Whole new ballgame ahead for Kent State
Kent State's run to the College World Series made magic, made memories and made other college baseball programs — both above and below the Mason-Dixon line — take notice.
Does it make it any easier — or the path any different — to eventually get back?
That's now the grand question.
For now, Kent State's players need a nap. They returned to a hero's welcome by almost 300 fans on campus Thursday night, about six hours after being eliminated by two-time defending national champion South Carolina. After two weeks on the road from the Super Regionals at Oregon and then a direct flight to Omaha, their first worry Thursday was finding their car keys and remembering how to get to their own beds.
In a larger sense, though, a new set of expectations — and maybe a new reality — will follow this team and this program. Now that the Flashes kicked in what once seemed like an impenetrable door, their goal is to remember the way in next time.
Next year? Once every five years?
Those are questions without solid answers and questions that may not have seemed legitimate two weeks ago. But when Kent State and Stony Brook crashed the College World Series party and the Flashes eventually eliminated No. 1 seed Florida, it became clear that it can be done.
Is this the ceiling? Just how much of this was Kent State finding lightning in a bottle, and how much of it can be pushed forward? Only time will tell.
"It was disappointing to lose (Thursday)," Kent State coach Scott Stricklin said. "But to be one of the last five teams standing when no one really gave us an opportunity to do that, it says a lot about our players and what we've been able to do as a program. We're really proud.
"Now, we just build on this. Expectations have always been high for Kent State baseball but now it's going to go on to a different level. We're going to use this. Our program is going to continue to get bigger and stronger. We're going to use it to continue to get recruits here. Expectations are going to be up, and that's a good thing."
Besides a safe landing from the cloud everyone associated with the Kent State program has been floating on, keeping Stricklin will be priority No. 1. Any time a coach from an upstart program leads this type of run, the big boys and their big wallets will come calling. Kent State has some pretty good resources and reasons Stricklin would and should stay, too, so that will be interesting.
As for next year, the talent will be there. It could be better than this year, actually. The Flashes lost five seniors and had three underclassmen drafted, but none who are guaranteed to leave. Two freshmen were in the regular starting lineup, and another stellar recruiting class is coming.
"We felt like next year was the team that might make another run," Stricklin said. "We were disappointed to lose (at Texas) in the regionals a year ago with a very talented team.
"There's no question the future is bright. We said it as coaches coming in and looking at the big board and the team we have, we felt like next year might be the year we could maybe make another run at it. Next year we thought was the year, talent-wise, that maybe we could get to a Super Regional."
Now, as many as seven returning regulars and six pitchers have the experience of winning a Super Regional at Oregon.
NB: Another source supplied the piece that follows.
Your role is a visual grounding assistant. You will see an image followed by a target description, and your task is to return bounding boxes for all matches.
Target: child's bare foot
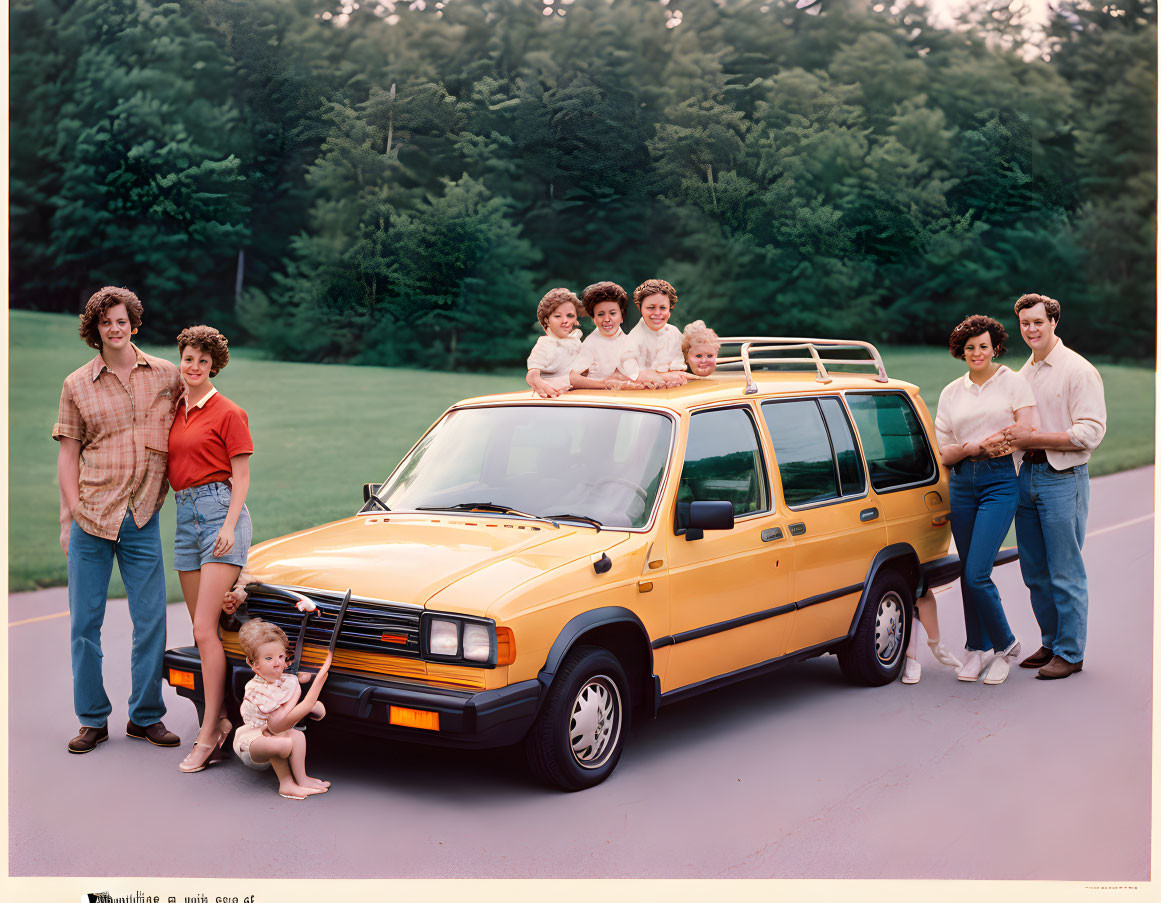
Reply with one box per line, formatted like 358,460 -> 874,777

That group will be joined by talented newcomers, and increased competition should only make the team better. The blueprint will remain, too.
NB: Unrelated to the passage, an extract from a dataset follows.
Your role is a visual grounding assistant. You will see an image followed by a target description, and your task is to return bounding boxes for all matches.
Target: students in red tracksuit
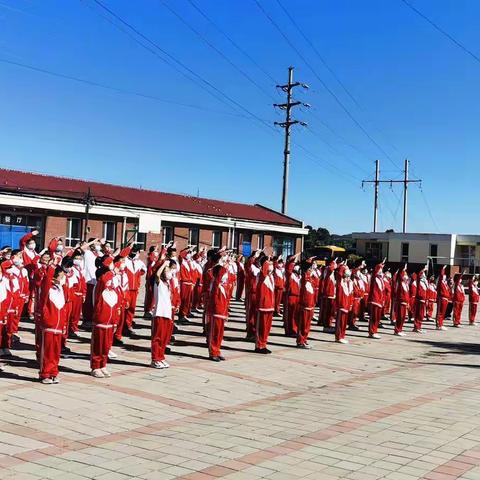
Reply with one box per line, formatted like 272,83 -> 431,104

"We're not going away from our formula," Stricklin said. "We're not going to start recruiting Texas or California or Florida. We do it with kids from Ohio and Western Pennsylvania. We do have a (recruit) from Michigan and one (junior-college transfer) from the state of Washington, but that's a fluke. He played summer ball with some of our guys last summer and that's how that happened.
"We're not shying away from our formula that's made us successful."
This year's team was undoubtedly helped by a mild Ohio winter that allowed Kent State to practice outside before starting its season in mid-February and play almost without interruption. The field turf on Kent State's home field helps, but that wasn't the only factor. The 2012 Kent State was 8-10 early in the season and finished 47-20. The Flashes finished the year by winning 23 of their last 26 and were 9-3 overall in neutral-site games.
That comes down to chemistry, leadership, pitching and defense.
The 2012 Flashes had all of the above. Future teams will try to use that as a plus, not a burden, and must embrace the new, higher expectations.
"I don't think this changes anything (in the big picture)," Stricklin said. "There are 297 Div. I baseball teams, and every single one of those coaches, no matter if you're ranked 297 or No. 1, at some point you mutter the word, 'Omaha.'
"That's not going to change. We're always going to try to get here, continue to try to build it. If you think you don't have to build any more, you're done."
At Kent State, the hope is that this thing is really just getting started.